A whole museum of things like this …




… and yet he gets to stand by the stripes of colors that remind me of paint sample swatches.  Poor guy.  Makes you wonder what he did to piss of the museum admin people. 
“Harold was late to work three times last month, give him Room 9-B to guard today.” 

“Are you sure?  Ellen was a no-show yesterday, I think she deserves it more.” 
“Good point.  And Mike got a great compliment from a customer the other day, so he can guard the Van Goghs.” 

“Done.” 
 
MOV
** Disclaimer:  Signs in the museum said photography is allowed as long as the pictures are not for commercial use.  My blog is pure content with zero advertising and does not produce revenue, so I believe this meets their criteria. 

Sunday, February 3, 2013

899. The Curse of Inconvenient Things

I am not a mean person.  If people cross me, I am not the type to wish that their car would be stolen or that their house would burn down or that they would lose their job. 

But I am still human. 
I merely wish that the Curse of Inconvenient Things would fall upon their heads.  Nothing horrible, just inconvenient.  Miss the green light and be forced to wait at the intersection a whole three extra minutes.  Be in the shower when that important phone call comes in and then forget to check voicemail.  Run out of creamer and not realize it until after brewing fresh coffee.  That sort of thing.

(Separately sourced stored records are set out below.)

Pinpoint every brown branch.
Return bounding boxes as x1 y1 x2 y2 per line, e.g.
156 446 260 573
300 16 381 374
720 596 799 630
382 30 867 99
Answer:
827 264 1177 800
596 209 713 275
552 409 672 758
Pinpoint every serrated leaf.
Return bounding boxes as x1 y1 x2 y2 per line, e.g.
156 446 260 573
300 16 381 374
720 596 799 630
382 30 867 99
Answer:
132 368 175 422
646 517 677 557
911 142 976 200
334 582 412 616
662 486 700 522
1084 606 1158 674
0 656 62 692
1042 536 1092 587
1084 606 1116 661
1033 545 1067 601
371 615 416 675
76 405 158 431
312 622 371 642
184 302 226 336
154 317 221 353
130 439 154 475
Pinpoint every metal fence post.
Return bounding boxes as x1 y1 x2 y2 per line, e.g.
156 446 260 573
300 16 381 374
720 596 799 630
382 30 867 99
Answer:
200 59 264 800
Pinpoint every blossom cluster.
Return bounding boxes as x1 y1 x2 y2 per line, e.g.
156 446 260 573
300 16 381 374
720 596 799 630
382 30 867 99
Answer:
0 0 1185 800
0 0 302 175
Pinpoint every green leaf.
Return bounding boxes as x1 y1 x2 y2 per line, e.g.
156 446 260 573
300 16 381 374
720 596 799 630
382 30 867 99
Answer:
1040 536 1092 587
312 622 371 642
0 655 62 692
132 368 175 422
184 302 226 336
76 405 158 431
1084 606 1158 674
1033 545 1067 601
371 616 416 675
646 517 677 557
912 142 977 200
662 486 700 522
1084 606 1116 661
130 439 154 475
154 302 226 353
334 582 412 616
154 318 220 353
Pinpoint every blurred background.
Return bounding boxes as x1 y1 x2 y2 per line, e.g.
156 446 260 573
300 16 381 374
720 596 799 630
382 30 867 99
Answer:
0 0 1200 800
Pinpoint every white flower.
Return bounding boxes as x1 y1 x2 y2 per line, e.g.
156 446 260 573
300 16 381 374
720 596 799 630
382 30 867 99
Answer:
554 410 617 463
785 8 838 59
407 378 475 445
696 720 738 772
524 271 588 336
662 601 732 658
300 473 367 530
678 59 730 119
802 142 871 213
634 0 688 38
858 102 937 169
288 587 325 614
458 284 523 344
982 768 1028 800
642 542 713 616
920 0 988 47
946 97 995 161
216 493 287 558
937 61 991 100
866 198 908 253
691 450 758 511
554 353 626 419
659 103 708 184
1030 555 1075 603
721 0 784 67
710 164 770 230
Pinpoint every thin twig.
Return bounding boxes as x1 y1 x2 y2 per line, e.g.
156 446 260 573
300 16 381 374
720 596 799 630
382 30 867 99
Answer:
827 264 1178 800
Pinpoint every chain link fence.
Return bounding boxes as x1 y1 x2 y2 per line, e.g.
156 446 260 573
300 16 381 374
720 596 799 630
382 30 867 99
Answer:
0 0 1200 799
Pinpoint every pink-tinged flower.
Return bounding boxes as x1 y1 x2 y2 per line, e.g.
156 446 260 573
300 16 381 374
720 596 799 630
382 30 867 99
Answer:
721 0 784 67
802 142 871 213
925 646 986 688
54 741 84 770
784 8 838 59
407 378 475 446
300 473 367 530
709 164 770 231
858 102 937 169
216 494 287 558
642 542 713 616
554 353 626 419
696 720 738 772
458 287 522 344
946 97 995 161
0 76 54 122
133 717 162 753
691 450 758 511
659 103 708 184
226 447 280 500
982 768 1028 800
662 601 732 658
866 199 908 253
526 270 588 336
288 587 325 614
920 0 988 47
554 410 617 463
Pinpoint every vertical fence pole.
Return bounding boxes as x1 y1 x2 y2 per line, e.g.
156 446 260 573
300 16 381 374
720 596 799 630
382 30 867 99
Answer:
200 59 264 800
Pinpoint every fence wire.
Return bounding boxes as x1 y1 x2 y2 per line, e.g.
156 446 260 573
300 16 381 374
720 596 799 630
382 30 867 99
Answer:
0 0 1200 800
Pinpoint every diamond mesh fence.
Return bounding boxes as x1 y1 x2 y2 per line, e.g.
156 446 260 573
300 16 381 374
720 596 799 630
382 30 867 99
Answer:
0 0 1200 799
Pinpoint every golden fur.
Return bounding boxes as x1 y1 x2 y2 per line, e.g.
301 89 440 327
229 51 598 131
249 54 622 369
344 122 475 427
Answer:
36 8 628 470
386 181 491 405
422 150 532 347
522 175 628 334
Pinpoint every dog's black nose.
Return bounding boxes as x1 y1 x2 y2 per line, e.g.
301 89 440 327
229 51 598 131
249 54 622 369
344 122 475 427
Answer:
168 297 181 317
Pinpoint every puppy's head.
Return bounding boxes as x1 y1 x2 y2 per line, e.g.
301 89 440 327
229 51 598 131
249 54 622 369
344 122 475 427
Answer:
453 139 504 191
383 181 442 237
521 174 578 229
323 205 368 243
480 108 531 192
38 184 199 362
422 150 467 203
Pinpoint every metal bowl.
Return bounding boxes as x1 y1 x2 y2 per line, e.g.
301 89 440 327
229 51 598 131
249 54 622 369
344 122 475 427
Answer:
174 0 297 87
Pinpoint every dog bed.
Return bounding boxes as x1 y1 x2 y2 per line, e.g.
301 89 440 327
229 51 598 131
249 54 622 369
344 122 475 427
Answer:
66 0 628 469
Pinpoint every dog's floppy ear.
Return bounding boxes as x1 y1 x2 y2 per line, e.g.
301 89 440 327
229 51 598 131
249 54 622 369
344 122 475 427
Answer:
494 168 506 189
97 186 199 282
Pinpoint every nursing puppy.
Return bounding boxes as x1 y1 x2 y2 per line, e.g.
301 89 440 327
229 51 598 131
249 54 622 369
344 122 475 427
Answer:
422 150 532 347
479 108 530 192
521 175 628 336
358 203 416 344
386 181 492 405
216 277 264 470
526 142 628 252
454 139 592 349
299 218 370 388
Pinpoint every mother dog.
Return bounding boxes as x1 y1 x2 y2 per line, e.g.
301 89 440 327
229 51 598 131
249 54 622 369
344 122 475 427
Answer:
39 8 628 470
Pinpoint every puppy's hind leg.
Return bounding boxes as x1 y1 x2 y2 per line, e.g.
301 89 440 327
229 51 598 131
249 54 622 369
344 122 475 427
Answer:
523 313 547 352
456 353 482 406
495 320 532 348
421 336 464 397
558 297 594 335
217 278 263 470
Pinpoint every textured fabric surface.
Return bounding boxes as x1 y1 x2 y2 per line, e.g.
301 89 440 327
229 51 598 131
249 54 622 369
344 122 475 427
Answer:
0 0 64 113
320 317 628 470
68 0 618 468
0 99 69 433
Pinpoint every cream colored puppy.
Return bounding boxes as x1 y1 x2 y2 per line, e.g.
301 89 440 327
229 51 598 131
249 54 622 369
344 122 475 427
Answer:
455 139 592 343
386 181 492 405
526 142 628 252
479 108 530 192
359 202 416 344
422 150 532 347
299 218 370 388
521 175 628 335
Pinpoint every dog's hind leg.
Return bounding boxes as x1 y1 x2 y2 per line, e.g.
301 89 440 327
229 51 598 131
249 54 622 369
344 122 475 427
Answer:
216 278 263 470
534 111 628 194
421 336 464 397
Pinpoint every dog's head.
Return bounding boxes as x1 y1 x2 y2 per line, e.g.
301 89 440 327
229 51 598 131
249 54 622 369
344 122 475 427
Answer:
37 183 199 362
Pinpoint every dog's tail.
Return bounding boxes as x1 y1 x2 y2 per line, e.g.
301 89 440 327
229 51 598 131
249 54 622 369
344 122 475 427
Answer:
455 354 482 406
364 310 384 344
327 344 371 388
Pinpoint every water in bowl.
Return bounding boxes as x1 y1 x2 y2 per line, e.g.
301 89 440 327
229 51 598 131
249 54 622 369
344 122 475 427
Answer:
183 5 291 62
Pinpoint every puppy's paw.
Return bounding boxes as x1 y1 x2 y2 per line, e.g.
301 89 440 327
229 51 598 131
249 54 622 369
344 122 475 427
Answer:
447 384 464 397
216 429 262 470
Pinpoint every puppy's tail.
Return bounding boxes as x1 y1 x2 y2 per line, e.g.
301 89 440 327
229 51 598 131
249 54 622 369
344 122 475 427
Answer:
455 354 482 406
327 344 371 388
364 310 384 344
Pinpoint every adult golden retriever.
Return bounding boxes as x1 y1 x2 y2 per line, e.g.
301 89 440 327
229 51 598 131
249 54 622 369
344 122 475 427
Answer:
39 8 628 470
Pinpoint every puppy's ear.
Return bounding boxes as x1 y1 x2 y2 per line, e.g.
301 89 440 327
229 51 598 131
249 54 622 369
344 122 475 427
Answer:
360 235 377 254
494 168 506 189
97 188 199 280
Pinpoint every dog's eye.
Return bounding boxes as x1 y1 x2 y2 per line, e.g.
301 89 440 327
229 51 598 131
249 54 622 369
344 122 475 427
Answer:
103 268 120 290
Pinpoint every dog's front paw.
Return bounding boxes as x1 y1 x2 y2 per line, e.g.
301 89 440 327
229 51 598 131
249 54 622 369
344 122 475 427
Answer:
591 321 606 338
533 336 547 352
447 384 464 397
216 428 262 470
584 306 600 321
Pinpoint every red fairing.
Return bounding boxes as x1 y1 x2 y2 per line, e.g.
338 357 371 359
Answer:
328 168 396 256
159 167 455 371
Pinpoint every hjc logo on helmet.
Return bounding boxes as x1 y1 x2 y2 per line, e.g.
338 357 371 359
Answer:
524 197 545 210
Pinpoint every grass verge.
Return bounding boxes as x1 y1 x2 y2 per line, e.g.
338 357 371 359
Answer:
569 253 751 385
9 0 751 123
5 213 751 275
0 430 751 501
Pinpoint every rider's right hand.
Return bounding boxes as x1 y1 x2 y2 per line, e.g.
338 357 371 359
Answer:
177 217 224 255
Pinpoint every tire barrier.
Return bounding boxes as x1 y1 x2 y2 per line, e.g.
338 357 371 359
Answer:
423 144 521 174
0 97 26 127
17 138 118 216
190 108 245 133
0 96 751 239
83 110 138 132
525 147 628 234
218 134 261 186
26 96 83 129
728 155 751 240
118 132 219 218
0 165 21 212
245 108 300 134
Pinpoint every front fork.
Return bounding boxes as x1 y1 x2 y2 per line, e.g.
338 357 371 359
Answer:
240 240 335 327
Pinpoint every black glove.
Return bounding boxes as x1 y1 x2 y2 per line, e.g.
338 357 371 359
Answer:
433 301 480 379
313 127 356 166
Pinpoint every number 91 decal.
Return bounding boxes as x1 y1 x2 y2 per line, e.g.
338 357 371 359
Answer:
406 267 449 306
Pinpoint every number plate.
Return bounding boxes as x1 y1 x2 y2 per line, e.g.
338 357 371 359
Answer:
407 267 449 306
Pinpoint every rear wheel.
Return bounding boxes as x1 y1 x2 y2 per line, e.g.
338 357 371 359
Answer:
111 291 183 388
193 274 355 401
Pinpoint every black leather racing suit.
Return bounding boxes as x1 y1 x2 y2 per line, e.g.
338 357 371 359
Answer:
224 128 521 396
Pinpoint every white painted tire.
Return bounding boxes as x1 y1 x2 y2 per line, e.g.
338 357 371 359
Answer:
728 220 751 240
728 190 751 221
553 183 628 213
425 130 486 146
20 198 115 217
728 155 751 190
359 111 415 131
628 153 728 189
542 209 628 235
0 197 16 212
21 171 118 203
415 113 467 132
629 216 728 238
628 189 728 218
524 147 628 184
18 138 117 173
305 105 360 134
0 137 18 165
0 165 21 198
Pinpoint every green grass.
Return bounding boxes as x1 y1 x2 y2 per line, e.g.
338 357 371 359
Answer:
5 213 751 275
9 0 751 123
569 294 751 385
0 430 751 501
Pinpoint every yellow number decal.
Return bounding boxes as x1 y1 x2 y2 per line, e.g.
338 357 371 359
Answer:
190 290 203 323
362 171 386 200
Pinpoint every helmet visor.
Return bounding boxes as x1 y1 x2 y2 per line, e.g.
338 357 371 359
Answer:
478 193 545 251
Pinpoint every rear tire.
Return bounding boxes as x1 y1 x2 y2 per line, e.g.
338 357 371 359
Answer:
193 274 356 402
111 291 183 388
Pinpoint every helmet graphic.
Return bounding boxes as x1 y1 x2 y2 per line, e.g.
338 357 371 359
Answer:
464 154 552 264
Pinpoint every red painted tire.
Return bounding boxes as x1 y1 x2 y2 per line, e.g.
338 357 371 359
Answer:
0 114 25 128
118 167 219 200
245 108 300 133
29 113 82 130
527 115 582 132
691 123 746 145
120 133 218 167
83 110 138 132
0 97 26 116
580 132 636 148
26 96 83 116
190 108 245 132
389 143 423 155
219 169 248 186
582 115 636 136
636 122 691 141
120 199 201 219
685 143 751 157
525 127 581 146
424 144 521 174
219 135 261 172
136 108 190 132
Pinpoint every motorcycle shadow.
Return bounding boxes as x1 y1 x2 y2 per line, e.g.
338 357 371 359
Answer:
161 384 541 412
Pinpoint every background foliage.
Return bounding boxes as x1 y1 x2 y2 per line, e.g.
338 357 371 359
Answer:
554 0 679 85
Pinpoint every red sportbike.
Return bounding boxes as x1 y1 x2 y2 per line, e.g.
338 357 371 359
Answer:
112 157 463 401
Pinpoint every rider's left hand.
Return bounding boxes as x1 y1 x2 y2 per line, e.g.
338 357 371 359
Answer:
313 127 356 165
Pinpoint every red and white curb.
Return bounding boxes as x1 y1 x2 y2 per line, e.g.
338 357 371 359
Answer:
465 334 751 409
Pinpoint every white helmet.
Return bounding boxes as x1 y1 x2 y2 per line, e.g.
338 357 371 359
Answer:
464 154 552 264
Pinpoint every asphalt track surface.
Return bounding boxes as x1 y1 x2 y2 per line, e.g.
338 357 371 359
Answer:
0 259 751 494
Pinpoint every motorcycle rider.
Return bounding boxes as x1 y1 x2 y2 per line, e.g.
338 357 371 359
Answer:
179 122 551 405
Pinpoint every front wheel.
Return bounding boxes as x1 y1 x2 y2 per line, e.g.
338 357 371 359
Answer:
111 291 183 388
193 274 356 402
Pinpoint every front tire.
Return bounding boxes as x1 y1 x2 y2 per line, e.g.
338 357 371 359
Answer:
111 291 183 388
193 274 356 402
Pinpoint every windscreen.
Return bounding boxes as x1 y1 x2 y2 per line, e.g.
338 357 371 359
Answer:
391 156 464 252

Remember in Sleeping Beauty when the evil witch places a curse on Sleeping Beauty that on her 16th birthday she would prick her finger on a needle and die?  And then the good witch “softens” the curse by making it be so that she would not die but instead just fall asleep for 100 years? 
Okay, maybe that is a bad analogy because falling asleep for 100 years is not really that great either. 

I digress. 
The point is, our kids can learn from us.  Instead of having a fight with someone and screaming out, “I wish you were dead!”, why not say, “I hope you get a ‘C’ on your test and your Mom is late to pick you up!” 

Oops, I gotta run.  I am waiting for an important call and I think I forgot to charge my phone battery.